VAN WOENSEL, Pieter
Aantekeningen, gehouden op een reis …..
…...
Keren wij 't blaadje eens om. Die lang de wereld doorkruist heeft, is voor de rest van zijn leven misnoegd, bedorven, ongelukkig. Doe met hem alles wat gij wilt, onmogelijk is 't een zekeren wasem van droefgeestigheid, die hem als de schaduw vervolgt, van zijn humeur af te vegen. Tracht hem zo gelukkig als immer mogelijk te maken; zijn genietingen zullen altoos onvolkomen zijn; omdat de ervaring hem bestendig herinnert wat 'er aan feelt.

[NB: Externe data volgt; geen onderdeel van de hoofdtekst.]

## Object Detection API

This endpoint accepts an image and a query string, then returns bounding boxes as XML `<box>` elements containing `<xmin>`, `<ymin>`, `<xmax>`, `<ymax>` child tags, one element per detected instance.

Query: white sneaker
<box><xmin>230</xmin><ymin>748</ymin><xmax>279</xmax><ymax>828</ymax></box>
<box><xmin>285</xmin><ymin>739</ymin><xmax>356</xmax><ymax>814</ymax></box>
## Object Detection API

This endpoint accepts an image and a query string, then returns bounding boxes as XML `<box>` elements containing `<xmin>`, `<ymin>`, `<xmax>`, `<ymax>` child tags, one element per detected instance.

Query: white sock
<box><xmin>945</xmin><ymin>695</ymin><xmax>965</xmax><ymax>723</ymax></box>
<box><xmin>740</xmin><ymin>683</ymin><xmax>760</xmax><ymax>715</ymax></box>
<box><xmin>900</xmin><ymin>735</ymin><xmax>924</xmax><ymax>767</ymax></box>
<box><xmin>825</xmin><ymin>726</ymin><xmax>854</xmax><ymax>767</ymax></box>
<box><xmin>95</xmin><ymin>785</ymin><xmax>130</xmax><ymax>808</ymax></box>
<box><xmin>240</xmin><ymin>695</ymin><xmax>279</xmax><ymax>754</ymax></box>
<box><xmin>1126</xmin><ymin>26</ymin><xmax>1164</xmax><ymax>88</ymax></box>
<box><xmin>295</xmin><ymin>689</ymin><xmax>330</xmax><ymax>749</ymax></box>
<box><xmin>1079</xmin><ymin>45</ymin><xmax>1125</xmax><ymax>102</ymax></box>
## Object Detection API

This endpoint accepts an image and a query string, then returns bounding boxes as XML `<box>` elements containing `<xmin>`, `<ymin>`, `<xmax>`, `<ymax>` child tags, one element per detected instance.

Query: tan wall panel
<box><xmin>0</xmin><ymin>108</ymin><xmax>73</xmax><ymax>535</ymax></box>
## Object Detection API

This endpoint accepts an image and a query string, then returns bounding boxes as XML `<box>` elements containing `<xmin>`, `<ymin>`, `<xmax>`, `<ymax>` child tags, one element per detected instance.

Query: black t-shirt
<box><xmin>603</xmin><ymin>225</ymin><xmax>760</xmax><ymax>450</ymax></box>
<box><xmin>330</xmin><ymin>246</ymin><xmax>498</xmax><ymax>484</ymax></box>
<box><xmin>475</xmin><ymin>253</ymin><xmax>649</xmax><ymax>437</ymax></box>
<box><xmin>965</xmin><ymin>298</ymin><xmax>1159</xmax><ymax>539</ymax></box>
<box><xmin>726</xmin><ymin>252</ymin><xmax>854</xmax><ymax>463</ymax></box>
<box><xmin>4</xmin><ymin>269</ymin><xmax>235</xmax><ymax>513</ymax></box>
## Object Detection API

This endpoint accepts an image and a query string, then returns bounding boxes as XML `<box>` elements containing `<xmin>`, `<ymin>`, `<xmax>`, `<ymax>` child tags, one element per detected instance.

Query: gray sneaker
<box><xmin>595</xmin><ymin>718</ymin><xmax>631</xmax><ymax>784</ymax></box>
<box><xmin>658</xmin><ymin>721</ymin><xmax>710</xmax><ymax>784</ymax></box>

Wat steekt daar achter? De goedaardige natuur, schoon zij haar gunstelingen heeft, behandelt niemand der bewoners onzer aarde, als een stiefmoeder. Haar gunsten, die zeer verscheiden zijn, deelt zij met een vrij gelijke hand uit. Niemand schenkt zij alle tevens. Alle landen hebben hunne voorrechten. Daar 't 's zomers alleen warm is, daar is 't 's winters bitter koud enz. De onderscheiden luchtstreken hebben hun onderscheiden voortbrengsels, een rijke bron van allerlei geneugten, daar de reiziger gemeenzaam mee bekend wordt, die 't onmogelijk is aan één oord op een te stapelen, en wier gemis hem voor 't minst gemelijk maakt.
Door 't reizen verkrijgt men een zekere ongerustheid, een woelachtigheid, een ontevredenheid met de plaats daar men is. Ik ken luiden, die 'er ellendige martelaars van zijn. Tevergeefs preekt men hun:
‘Que rien n'est plus périlleux,
Que de changer le bien pour le mieux’.
Het enige middel tegen die kwaal, is juist 't geen ze vermeerdert, 't reizen zelve.
Het is van een reiziger, dat men eigenaardig zeggen mag, dat 't leven niet meer dan een pelgrimage, een bestendige vreemdelingschap is. Hoor eens wat Seneca 'er van zegt. ‘Die hun leven met reizen doorbrengen, hebben vele herbergen en geen vrienden.
…..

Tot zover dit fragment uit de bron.